Some of these situations, as movie situations will, involve dialogue, but though adroit visually, McG has no gift for the spoken word and whenever characters talk for a minute or two, the film rolls over and plays dead. There are, after all, only so many times you can cut to tongue-in-cheek shots of one of the Angels rapturously tossing her hair.

The film also reaches into the past for its sexual politics, with mildly risque language (example: “My hands aren’t going anywhere near your staff”) going hand in hand, so to speak, with low-cut, tight-fighting costumes and more loving shots of well-built rear ends than a month of Dodge Truck commercials. No doubt this is what original executive producer Leonard Goldberg means when he says his show “may have been the beginning of the empowerment of women within popular culture.”

Certainly empowered in terms of today’s Hollywood (co-star Barrymore is a producer and one of the driving forces in getting the film made), the three actresses who play the Angels all seem to be having fun on screen. How well that translates depends on how much of an empty-calories mood you happen to be in.

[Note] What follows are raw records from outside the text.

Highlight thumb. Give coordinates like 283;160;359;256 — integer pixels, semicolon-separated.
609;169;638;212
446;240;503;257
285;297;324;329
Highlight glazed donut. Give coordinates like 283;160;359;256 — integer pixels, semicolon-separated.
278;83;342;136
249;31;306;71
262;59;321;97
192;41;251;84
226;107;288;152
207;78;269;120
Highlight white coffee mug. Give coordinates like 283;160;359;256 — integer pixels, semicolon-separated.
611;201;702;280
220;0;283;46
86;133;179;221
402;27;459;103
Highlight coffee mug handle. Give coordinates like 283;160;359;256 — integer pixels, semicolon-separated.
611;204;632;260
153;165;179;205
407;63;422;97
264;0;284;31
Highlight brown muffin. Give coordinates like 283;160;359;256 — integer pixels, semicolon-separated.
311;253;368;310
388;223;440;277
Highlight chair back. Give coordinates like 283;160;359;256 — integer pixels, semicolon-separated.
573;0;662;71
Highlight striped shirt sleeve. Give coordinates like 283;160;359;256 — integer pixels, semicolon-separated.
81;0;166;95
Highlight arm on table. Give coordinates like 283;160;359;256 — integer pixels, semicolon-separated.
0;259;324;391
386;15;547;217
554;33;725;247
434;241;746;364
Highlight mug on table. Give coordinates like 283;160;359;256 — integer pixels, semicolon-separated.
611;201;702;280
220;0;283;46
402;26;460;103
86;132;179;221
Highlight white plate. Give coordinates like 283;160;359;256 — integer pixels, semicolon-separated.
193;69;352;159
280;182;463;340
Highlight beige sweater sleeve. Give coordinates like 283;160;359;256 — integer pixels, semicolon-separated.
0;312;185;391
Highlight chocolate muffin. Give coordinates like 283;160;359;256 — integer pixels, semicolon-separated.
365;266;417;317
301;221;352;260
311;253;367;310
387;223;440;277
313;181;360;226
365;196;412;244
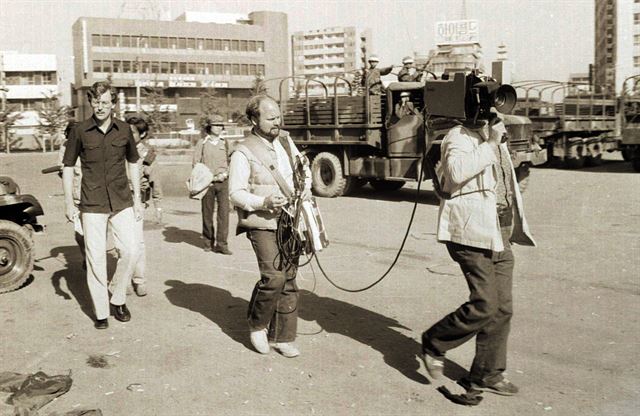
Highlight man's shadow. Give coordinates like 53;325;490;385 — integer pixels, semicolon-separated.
164;280;253;349
49;245;93;319
162;226;204;248
299;290;429;384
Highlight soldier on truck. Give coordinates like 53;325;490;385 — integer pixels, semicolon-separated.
362;55;393;95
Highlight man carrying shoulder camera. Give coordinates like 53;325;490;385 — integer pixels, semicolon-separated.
422;114;535;395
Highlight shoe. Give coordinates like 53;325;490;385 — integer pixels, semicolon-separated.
273;342;300;358
112;303;131;322
213;246;233;256
422;354;444;380
469;378;519;396
133;283;147;297
250;329;269;354
93;318;109;329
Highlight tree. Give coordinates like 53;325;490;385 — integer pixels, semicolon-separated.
0;105;22;153
38;94;70;148
142;83;171;132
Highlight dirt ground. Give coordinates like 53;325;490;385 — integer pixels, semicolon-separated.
0;150;640;416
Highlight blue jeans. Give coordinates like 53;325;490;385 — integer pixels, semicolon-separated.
422;227;514;385
247;230;298;342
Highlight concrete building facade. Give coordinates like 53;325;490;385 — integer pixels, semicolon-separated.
72;11;289;123
593;0;640;94
291;26;371;95
0;51;60;149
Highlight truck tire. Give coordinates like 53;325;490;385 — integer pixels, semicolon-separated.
0;220;34;293
311;152;348;198
369;179;407;192
516;165;531;193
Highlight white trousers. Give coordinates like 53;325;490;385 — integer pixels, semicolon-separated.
82;207;140;319
133;216;147;285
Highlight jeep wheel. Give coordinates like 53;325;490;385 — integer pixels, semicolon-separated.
0;220;34;293
369;179;406;192
311;152;347;198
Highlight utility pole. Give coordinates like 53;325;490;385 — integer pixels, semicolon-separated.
0;53;11;153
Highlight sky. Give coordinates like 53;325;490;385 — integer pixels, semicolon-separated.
0;0;595;101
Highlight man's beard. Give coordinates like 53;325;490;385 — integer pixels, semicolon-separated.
258;127;280;139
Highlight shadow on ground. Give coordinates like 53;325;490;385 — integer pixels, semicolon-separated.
348;186;440;205
162;226;204;248
299;290;429;384
49;245;95;319
164;280;253;349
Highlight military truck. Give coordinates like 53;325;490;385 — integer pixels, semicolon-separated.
279;73;546;197
513;80;618;169
617;75;640;172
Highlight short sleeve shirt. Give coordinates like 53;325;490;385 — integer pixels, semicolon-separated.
62;117;139;214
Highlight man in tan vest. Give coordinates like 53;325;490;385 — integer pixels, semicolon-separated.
229;95;311;358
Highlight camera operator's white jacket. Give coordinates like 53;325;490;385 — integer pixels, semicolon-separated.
437;122;535;251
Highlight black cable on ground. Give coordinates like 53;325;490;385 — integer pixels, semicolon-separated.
314;153;426;293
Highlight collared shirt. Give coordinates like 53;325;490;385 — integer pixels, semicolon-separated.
62;117;139;214
193;136;229;175
229;132;311;212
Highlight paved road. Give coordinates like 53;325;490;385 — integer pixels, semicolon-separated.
0;154;640;416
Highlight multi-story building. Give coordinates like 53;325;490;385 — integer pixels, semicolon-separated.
291;26;371;95
593;0;640;93
72;11;289;123
0;51;60;148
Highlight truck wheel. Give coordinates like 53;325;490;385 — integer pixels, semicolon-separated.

* MPAA rating: PG-13 for action violence, innuendo and some sensuality/nudity. Times guidelines: much martial arts violence and almost as much leering.

‘Charlie’s Angels’

Cameron Diaz: Natalie

Drew Barrymore: Dylan

Lucy Liu: Alex

Bill Murray: Bosley

Sam Rockwell: Eric Knox

Kelly Lynch: Vivian Wood

A Leonard Goldberg/Flower Films/Tall Trees production, released by Columbia Pictures. Director McG. Producers Leonard Goldberg, Drew Barrymore, Nancy Juvonen. Executive producers Betty Thomas, Jenno Topping, Joseph M. Caracciolo. Screenplay Ryan Rowe and Ed Solomon, and John August. Cinematographer Russell Carpenter. Editors Wayne Wahrman, Peter Teschner. Costumes Joseph G. Aulisi. Music Edward Shearmur. Production design J. Michael Riva. Art directors David F. Klassen, Richard F. Mays. Set decorator Lauri Gaffin. Running time: 1 hour, 32 minutes.